I think the key piece of missing information here to make this more understandable is that ground is often not a good conductor. As a result you can have different ground voltage levels even within a distance of 100 feet.
When you ground both ends of a shield or any other kind of good conductor, you form a good conductor for ground currents (most of them probably unrelated to the signal you are working on). These currents can be surprisingly high and can generate unwanted fields in the shield thus inducing unwanted signals and noise into your signal wires.
QUESTION OK so the lood and resulting current in a shield when grounded at both ends can be a result of potential diffference between the ground points. That is most illuminating.
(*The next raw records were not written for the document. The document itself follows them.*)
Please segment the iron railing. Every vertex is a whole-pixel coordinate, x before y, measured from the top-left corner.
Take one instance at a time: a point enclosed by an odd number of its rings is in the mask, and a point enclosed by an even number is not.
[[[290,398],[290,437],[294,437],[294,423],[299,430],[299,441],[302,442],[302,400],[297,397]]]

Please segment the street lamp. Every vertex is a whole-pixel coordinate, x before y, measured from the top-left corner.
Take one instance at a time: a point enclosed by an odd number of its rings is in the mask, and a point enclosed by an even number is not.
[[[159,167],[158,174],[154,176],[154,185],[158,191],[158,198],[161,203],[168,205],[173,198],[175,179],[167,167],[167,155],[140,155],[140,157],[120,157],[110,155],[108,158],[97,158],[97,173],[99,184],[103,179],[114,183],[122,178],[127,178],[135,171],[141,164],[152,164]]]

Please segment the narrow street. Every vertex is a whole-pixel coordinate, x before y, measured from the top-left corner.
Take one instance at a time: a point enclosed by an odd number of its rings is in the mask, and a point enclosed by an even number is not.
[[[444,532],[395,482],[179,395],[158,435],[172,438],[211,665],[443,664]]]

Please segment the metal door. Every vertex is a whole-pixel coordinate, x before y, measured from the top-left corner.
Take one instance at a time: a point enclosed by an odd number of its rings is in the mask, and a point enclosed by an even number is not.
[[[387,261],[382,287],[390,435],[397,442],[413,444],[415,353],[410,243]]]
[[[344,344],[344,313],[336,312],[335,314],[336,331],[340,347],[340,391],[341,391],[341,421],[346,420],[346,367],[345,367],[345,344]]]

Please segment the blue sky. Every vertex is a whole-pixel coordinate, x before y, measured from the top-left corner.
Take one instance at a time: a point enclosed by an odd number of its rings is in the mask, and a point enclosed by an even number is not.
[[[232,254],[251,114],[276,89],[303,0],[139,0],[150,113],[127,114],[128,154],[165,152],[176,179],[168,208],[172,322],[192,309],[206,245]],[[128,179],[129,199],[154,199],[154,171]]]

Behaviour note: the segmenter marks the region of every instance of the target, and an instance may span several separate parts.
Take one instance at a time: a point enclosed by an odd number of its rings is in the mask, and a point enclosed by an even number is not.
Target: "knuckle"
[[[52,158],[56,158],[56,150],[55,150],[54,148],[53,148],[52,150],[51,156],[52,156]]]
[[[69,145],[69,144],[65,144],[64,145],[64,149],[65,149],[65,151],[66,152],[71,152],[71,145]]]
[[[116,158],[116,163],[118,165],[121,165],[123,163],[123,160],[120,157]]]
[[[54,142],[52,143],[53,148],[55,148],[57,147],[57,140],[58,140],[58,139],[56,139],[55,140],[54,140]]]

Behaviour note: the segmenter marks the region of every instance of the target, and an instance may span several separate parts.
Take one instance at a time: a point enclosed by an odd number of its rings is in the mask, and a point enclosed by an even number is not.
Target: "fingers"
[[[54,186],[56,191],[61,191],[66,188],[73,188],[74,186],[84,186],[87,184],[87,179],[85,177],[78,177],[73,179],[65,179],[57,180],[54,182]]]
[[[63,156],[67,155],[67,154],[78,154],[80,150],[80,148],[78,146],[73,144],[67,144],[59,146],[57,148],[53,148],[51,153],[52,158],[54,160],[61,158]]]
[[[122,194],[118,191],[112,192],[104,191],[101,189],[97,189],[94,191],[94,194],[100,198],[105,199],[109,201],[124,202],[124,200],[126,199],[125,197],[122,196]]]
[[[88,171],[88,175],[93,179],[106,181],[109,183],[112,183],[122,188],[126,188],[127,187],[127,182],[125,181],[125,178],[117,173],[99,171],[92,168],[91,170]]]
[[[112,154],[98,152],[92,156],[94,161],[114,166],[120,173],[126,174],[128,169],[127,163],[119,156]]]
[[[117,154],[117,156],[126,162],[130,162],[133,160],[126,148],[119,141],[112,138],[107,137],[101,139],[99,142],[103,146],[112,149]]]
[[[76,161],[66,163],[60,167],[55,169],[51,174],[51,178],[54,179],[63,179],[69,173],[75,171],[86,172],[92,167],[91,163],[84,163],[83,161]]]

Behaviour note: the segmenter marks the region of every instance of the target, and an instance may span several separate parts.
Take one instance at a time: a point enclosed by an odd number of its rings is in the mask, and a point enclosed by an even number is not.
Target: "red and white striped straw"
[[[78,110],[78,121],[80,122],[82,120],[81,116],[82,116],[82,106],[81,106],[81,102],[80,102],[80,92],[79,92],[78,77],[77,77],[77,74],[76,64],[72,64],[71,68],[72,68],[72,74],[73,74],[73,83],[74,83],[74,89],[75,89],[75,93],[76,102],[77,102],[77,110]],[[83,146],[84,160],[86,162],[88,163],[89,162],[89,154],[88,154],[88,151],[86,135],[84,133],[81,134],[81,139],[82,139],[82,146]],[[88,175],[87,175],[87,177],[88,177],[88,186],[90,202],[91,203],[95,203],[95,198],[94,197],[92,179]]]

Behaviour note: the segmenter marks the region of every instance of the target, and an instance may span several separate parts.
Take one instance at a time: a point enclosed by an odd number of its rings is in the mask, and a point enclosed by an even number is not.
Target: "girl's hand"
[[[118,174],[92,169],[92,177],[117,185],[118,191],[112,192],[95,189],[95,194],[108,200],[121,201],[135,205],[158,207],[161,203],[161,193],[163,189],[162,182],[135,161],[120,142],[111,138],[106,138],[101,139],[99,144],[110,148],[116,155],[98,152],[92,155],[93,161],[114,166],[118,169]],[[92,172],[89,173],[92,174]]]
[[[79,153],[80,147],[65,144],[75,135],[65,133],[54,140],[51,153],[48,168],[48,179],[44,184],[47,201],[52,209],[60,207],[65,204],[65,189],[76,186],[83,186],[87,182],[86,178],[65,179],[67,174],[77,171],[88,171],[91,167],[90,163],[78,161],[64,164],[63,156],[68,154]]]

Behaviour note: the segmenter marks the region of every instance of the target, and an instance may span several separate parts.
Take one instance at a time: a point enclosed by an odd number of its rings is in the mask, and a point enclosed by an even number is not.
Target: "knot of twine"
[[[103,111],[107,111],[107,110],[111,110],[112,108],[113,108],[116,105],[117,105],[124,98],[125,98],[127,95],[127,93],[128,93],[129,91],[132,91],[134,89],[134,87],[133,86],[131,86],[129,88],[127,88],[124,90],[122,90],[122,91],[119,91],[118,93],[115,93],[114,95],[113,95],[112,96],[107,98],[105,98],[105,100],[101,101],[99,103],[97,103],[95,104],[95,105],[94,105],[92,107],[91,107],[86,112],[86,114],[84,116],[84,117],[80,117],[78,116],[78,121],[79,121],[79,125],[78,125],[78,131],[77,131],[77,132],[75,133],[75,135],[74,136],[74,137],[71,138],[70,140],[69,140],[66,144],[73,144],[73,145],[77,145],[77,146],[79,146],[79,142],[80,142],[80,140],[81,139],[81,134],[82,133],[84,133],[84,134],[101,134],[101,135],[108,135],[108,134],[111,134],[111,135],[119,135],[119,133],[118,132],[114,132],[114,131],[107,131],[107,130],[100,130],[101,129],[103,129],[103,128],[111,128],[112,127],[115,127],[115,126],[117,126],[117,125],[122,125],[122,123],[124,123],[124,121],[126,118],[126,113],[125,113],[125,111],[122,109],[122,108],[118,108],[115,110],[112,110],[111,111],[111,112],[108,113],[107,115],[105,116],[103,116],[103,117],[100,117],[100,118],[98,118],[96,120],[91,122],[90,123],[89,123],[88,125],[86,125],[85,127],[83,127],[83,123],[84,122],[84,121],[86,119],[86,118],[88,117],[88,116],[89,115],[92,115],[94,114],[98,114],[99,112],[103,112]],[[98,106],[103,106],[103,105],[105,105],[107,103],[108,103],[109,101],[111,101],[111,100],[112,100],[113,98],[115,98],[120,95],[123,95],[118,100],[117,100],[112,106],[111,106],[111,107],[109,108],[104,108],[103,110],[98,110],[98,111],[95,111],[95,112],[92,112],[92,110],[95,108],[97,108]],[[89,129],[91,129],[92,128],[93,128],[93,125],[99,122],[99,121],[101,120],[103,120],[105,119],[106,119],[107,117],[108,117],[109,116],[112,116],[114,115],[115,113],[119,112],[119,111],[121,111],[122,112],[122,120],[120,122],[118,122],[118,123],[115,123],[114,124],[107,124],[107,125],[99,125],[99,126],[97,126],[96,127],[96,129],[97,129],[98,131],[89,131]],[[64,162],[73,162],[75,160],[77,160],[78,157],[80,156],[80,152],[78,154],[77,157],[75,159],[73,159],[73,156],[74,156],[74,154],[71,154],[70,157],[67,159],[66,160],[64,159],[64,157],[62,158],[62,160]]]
In the case of drive/motor leads, the shield is made to carry high currents. It is also important for the motor frame and the drive frame to be at the same ground potential in order to avoid nuisance drive faults. The motor leads are already full of high frequency components so a little induced noise from the shield is hardly any concern. And the motor is not particularly sensitive to noise anyway since it is primarily a large inductor.
QUESTION This is the reason I would take it that a VFD and all associated "pieces" should have only one ground point.
Just as a footnote to this. I have seen ground potentials between adjacent buildings in an industrial site with over 30 volts difference in potential. Attempting to ground the two together in one instance involved over 400 amps of ground current, most of it at 60Hz, of course.